Depuis Montesquieu, s’est développée l’idée que le commerce, en adoucissant les mœurs, serait vecteur de paix entre les peuples. Pourtant, de la Première Guerre mondiale aux menaces d’un conflit sino-américain autour de Taïwan, en passant par la guerre en Ukraine, nombreux sont les exemples ayant démontré l’invalidité de cette théorie.

Comme l’observe dans cette note Sylvie Matelly, directrice adjointe de l’IRIS, il faut en fait revenir à la vision originelle du penseur : ce n’est pas le commerce qui assure la paix, c’est le refus de la guerre qui permet le commerce. S’il est vrai que l’intensification des échanges commerciaux a pu correspondre à un développement de la paix, cela fut surtout le cas entre pays développés, l’Europe en étant le meilleur exemple. Ceux-ci, bénéficiant de termes de l’échange avantageux sur les pays moins développés, y délocalisèrent leurs usines après y avoir délocalisé leurs guerres. C’est parce que les grandes puissances ont décidé que le commerce était une alternative à la guerre plus profitable qu’elles l’ont développé et établi des institutions pour le régir.

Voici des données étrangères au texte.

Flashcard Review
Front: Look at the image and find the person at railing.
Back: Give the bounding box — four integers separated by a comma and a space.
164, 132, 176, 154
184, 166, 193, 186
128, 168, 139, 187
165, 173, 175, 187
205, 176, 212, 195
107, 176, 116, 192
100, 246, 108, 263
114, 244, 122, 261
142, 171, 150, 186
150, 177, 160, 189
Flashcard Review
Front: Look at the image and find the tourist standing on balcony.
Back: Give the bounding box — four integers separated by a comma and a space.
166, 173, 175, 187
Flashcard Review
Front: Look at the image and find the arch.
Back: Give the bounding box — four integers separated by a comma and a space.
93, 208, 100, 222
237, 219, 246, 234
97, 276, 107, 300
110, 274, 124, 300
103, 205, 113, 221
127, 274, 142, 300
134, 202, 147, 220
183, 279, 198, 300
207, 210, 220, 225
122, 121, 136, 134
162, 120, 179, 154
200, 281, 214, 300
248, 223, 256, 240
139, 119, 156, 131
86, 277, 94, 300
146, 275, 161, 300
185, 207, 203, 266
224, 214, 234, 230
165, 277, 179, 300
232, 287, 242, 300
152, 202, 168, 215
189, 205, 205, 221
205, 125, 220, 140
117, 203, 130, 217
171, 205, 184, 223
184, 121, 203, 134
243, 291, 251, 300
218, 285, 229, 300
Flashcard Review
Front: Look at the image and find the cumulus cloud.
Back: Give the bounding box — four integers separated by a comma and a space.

La guerre en Ukraine, première guerre entre deux pays membres de l’OMC, sonne la fin d’un certain ordre mondial. Pour Sylvie Matelly, nous n’avons désormais d’autre choix que de sortir de cette vision naïve selon laquelle nouer des relations commerciales intenses permettrait d’éviter la guerre. Pour préserver la paix, il nous faut désormais inventer un nouveau commerce international, plus inclusif, porteur de développement et de sécurité humaine.

Introduction

Quel point commun y a-t-il entre la Première Guerre mondiale, la guerre en Ukraine et la perspective que la Chine envahisse Taïwan dans les années qui viennent ? Entre la première guerre mondiale et l’Ukraine, beaucoup citeraient la violence de ces deux guerres et l’intensité des combats sur le front conduisant souvent à comparer la bataille de Bakhmout à celle de Verdun en 1916. Pourtant, si l’on inclut Taïwan dans la comparaison, le point commun relève plus de l’illusion que nous avons depuis longtemps que le commerce et les interdépendances économiques entre pays rivaux pouvaient empêcher la guerre.

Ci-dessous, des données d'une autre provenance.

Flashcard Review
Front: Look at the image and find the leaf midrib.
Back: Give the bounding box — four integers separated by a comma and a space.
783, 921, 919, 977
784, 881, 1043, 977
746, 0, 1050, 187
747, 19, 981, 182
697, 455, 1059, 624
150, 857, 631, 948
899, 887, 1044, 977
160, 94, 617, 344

Dans un ouvrage paru en 1909, Norman Angell expliquait en effet cela pour l’Allemagne, la France et le Royaume-Uni quelques mois à peine avant le déclenchement de la Première Guerre mondiale. Il développait l’idée qu’entre deux économies qui commercent le coût de la guerre est si désastreux qu’elles n’ont que le choix de la paix. Norman Angel prédit ainsi qu’une guerre en Europe est impossible et que si elle a lieu, elle ne durera pas. Pour autant, si l’ouvrage a reçu un tel succès à sa sortie et qu’il fut traduit quasi simultanément en 11 langues, c’est peut-être aussi parce qu’en réalité, l’idée qu’il puisse exister un moyen d’éviter les guerres rassure. Cette illusion dénoncée par Paul Krugman dans un récent article du New York Times renvoie aussi à l’histoire tout aussi illusoire d’une mondialisation heureuse. Certes, le développement inédit des liens économiques, commerciaux et financiers ces 30 dernières années a permis à beaucoup de sortir de la très grande pauvreté et même d’accéder à la consommation. La mondialisation a toutefois aussi mis en danger certaines populations face aux aléas liés aux changements climatiques ou au risque de déclassement sans pour autant véritablement permettre une pacification irréversible des relations internationales.

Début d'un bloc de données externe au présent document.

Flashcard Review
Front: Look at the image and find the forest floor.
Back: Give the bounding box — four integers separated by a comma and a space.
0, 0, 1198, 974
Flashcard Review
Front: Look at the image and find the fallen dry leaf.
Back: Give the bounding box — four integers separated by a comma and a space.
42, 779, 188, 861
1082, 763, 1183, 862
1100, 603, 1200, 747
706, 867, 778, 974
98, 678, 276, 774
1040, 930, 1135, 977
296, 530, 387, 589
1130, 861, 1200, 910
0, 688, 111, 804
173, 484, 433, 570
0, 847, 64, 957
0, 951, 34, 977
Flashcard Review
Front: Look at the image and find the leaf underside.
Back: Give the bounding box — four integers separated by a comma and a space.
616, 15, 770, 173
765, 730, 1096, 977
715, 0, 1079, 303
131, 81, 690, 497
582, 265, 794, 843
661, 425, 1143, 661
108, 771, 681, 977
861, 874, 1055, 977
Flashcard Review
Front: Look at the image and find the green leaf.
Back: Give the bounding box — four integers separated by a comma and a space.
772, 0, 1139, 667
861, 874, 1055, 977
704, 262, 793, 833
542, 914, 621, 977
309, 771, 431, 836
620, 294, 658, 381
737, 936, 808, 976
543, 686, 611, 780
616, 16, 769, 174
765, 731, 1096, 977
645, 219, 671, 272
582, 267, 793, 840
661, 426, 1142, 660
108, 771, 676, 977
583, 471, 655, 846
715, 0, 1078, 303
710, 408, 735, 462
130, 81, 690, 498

Il est certain par contre que le protectionnisme ou le mercantilisme sont des facteurs de tensions donc de conflits et à l’heure des replis sur soi, d’une certaine forme de fragmentation des relations internationales, voire d’un risque de démondialisation, cet article interroge le lien entre commerce et paix.

Un commerce qui adoucit les mœurs ?

« C’est presque une règle générale, que partout où il y a des mœurs douces, il y a du commerce, et que partout où il y a du commerce, il y a des mœurs douces » – Montesquieu.

Un commerce porteur de liberté…

Albert Hirschman, cité par l’historienne Catherine Larrère, démontre dans son ouvrage « Les passions et les intérêts » que c’est la croyance d’un effet pacificateur du commerce qui justifiât la recherche du gain et des profits et par conséquent, accompagna l’émergence du capitalisme en Europe. Le marché devient ainsi un moyen de pacifier les relations internationales par l’appât du gain. Cette analyse rejoint la vision libérale de l’économie portée par l’économiste Milton Friedman à la fin des années 1960 et qui a inspiré les politiques libérales dans les années 1980 et après. L’État est le problème et le libre-échange, une solution au sens où il réduit l’intervention publique donc sa capacité de nuisance.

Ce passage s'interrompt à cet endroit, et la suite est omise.